A week ago my cooking club
had our first gathering of 2010. Although I haven’t shared any of those meetings for some time we are still going strong as we start year number eight! It’s amazing to look back at all those dinners (48 of them, so far!) and the fun and food we’ve shared.
This month’s theme was "Julia": all recipes needed to be from a Julia Child cookbook
. I was assigned dessert and made her Tarte aux Cerises, Flambée (Cherry Tart Flambée). The result was a little bit of a disaster due to a number of things I can identify and maybe some I have yet to discover. However, the crust was really good. I had some leftover from the tart and a few days ago I rolled it out and made a little rustic apple tart with it. Again, great crust.
The recipe is just slightly different than the one I normally make, however it also includes some sugar and I really liked the hint of sweetness that it added. So while I continue to work on the filling part of the Chery Tart recipe the crust will become one of my staples.
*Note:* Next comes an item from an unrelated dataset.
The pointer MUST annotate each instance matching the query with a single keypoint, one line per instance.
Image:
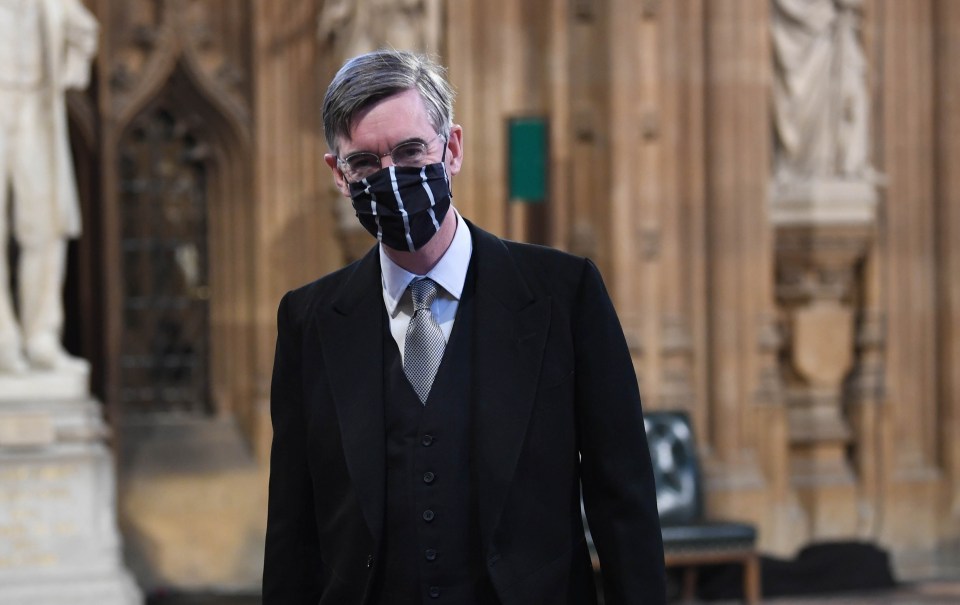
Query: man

The recipe is written in an interesting way. The portions listed make one cup of "flour" (Julia’s words) or actually dough. Then, depending on the size of your pan you multiply the recipe to get the amount you need.
For an 8" to 9" shell make 1½ times the amount. For a 10" to 11" shell make 2 times the amount.
Pâte Brisée Sucrée
⅔ cup flour
1 Tbsp sugar
⅛ tsp salt
5½ Tbsp fat: 4 Tbsp chilled butter and 1½ Tbsp shortening
2½ to 3 Tbsp cold water
Food processor method – you may also mix by hand using a pastry blender or a couple of forks
Measure the dry ingredients into the bowl equipped with a steel blade.
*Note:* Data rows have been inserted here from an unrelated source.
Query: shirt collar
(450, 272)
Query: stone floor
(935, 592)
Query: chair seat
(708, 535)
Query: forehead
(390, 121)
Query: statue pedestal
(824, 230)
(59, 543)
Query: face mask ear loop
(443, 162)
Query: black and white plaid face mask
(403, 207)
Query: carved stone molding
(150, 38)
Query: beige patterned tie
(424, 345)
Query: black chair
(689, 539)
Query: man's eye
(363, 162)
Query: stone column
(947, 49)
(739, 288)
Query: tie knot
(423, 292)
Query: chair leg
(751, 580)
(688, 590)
Cut the cold butter into ½ Tbsp pieces. Add the butter and shortening to the flour.
Pulse the machine four or five times.
Measure out the low-end of the cold water. For an 8" crust this would be 3¾ Tbsp, for a 10" crust 5 Tbsp. Turn the machine on and pour the water in all at once; immediately pulse the machine several times until the dough begins to mass on the blade. If the dough is too dry, add the remaining water a few drops at a time, pulsing a couple of times in between until the dough pulls together. Do not overmix.
Place the dough on a lightly floured board. With the heel of one hand (not the palm) rapidly press the pastry by two-spoonful bits down on the board and away from you in a firm, quick smear of about 6 inches. This constitutes the final blending of fat and flour, or fraisage.
With a scraper or spatula, gather the dough into a mass; knead it briefly into a fairly smooth, round ball. Sprinkle it lightly with flour, wrap in plastic. Either place in the freezer for 1 hour or in the refrigerator for 2 hours or overnight.
Because of the high butter content the dough needs to be rolled out quickly. Place the dough on a lightly floured board (or marble). If the dough is hard, beat it with a rolling pin to soften it. Then knead it briefly into a fairly flat circle. It should be malleable enough to roll without cracking. Lightly flour the top of the dough then, using firm but gentle pressure roll the dough, turning the dough at a slight angle between each roll. Roll until you have made a circle large enough for your pan. The dough must be used immediately once it is rolled out.
Carefully fold the dough into quarters or roll it loosely around your rolling pin to move it to the pan. Arrange the dough in the pan, trim and crimp the edges.
You can blind bake
the shell, as I did for the Cherry Tart; partially blind bake it; or fill it, as I did with the apples, and then bake it. Once the shell is in the pan, if there is a wait before you fill it or put it in the oven, return it to the refrigerator to keep it cold.